President Obama will speak from the steps of the Lincoln Memorial later this month as part of the event to commemorate the 50th anniversary of the March on Washington, the White House announced yesterday.

The president will be delivering his address from the very spot where Martin Luther King Jr. delivered his iconic “I Have A Dream” speech.

Entitled  “Let Freedom Ring” and organized by civil rights leaders such as Rev. Al Sharpton and Ben Jealous of the NAACP, the event will highlight jobs and employment. It will also address the murder of  Florida teenager Trayvon Martin and the Supreme Court decision striking down part of the Voting Rights Act, Sharpton has said.

While the White House did not release details of what Obama’s speech may focus on, “it can be expected that it will touch on issues of race and civil rights, including the Supreme Court’s recent decision declaring a key piece of the Voting Rights Act unconstitutional,” according to Politico.

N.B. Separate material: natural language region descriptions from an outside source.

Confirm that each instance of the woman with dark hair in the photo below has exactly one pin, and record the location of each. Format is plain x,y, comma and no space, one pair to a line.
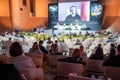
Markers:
18,58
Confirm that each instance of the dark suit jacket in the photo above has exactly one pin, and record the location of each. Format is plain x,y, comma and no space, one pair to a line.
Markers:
9,72
113,61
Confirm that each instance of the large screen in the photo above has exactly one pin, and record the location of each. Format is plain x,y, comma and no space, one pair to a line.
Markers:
86,14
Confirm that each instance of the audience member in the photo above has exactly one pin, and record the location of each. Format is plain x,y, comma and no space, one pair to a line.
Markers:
18,58
55,50
98,53
35,48
112,49
74,59
42,48
113,60
82,52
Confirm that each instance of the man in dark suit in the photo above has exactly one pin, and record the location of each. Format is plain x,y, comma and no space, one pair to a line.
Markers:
113,60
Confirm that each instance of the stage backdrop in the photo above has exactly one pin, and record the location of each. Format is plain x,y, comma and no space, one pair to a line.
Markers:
52,15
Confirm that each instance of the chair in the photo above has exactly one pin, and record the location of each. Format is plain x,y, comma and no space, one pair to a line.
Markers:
34,55
54,59
73,76
64,68
32,73
94,67
112,72
37,59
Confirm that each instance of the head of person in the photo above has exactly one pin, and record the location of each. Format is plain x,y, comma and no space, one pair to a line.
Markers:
73,10
40,42
76,53
15,49
99,45
118,49
35,45
56,41
81,48
112,45
54,48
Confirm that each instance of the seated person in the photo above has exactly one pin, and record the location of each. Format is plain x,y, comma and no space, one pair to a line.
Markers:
113,60
35,48
98,53
55,50
78,42
42,48
74,59
74,16
82,52
18,58
112,49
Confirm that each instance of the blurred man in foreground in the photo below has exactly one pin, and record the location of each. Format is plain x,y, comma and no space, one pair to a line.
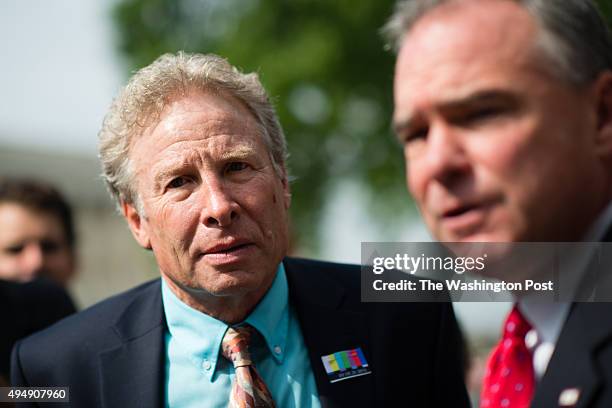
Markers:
194,154
37,235
504,110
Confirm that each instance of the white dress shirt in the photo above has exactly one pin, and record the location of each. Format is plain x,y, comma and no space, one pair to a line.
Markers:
547,318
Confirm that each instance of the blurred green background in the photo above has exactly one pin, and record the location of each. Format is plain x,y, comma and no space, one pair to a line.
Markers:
325,67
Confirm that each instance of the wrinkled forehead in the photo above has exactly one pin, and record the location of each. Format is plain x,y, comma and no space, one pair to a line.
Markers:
471,31
462,46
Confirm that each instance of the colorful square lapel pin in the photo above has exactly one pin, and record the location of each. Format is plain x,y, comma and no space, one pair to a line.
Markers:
346,364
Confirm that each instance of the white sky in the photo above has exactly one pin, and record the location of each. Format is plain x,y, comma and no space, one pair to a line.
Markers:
59,73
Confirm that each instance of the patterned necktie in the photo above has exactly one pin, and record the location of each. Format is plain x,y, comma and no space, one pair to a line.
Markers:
248,389
509,379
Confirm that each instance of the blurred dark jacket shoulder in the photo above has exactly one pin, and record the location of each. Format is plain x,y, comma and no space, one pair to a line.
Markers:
26,308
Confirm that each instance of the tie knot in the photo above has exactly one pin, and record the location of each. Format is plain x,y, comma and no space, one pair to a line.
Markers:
516,324
235,346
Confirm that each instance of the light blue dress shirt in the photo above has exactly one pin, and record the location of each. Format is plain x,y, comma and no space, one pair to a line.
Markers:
197,374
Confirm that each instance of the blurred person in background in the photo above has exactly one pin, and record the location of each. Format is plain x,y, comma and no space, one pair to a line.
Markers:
195,157
36,259
504,111
37,235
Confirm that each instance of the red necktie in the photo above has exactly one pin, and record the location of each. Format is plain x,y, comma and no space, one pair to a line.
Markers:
509,379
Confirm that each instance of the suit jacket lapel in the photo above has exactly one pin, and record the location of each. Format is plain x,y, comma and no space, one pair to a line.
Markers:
574,364
328,328
133,372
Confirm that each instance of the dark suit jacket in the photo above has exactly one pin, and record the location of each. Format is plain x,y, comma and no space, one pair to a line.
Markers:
112,355
26,308
583,355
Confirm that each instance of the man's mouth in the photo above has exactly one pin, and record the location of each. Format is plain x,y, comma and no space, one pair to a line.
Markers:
229,251
465,219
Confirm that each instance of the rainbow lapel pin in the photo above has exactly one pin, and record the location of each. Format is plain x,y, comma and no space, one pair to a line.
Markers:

Obama last month stepped up to the podium at the White House and spoke personally and eloquently about race and Trayvon, saying, “Trayvon Martin could have been me 35 years ago.”

The president also blasted the “Stand Your Ground” law, which Attorney General Eric Holder had also criticized earlier in the week. Obama said the country needed to focus more attention on improving the plight of young black males.

Obama explained to the nation why the African-American community reacted with such outrage and pain to the acquittal of Trayvon’s killer George Zimmerman, putting the verdict in the context of the nation’s history of racism and the difficulties black people still face in this country.

It was a moment that television commentators across the airwaves described as “historic.” NBC’s Andrea Mitchell said his comments “gave me chills.”

“You know, when Trayvon Martin was first shot, I said that this could have been my son. Another way of saying that is Trayvon Martin could have been me 35 years ago,” Obama said to a shocked press corps, which hadn’t even been warned that the president would appear at the briefing.

“And when you think about why, in the African-American community at least, there’s a lot of pain around what happened here, I think it’s important to recognize that the African-American community is looking at this issue through a set of experiences and a history that—that doesn’t go away. There are very few African-American men in this country who haven’t had the experience of being followed when they were shopping in a department store. That includes me. And there are very few African-American men who haven’t had the experience of walking across the street and hearing the locks click on the doors of cars. That happens to me, at least before I was a senator. There are very few African-Americans who haven’t had the experience of getting on an elevator and a woman clutching her purse nervously and holding her breath until she had a chance to get off. That happens often.”

Rep. John Lewis, who is the only surviving speaker from the 1963 March on Washington, will also be addressing the crowd.

“I feel like I have an obligation to go there,” Lewis told the Guardian. “The people that I marched with, that I worked with, are all gone. Many of them are gone. So I have to represent them.”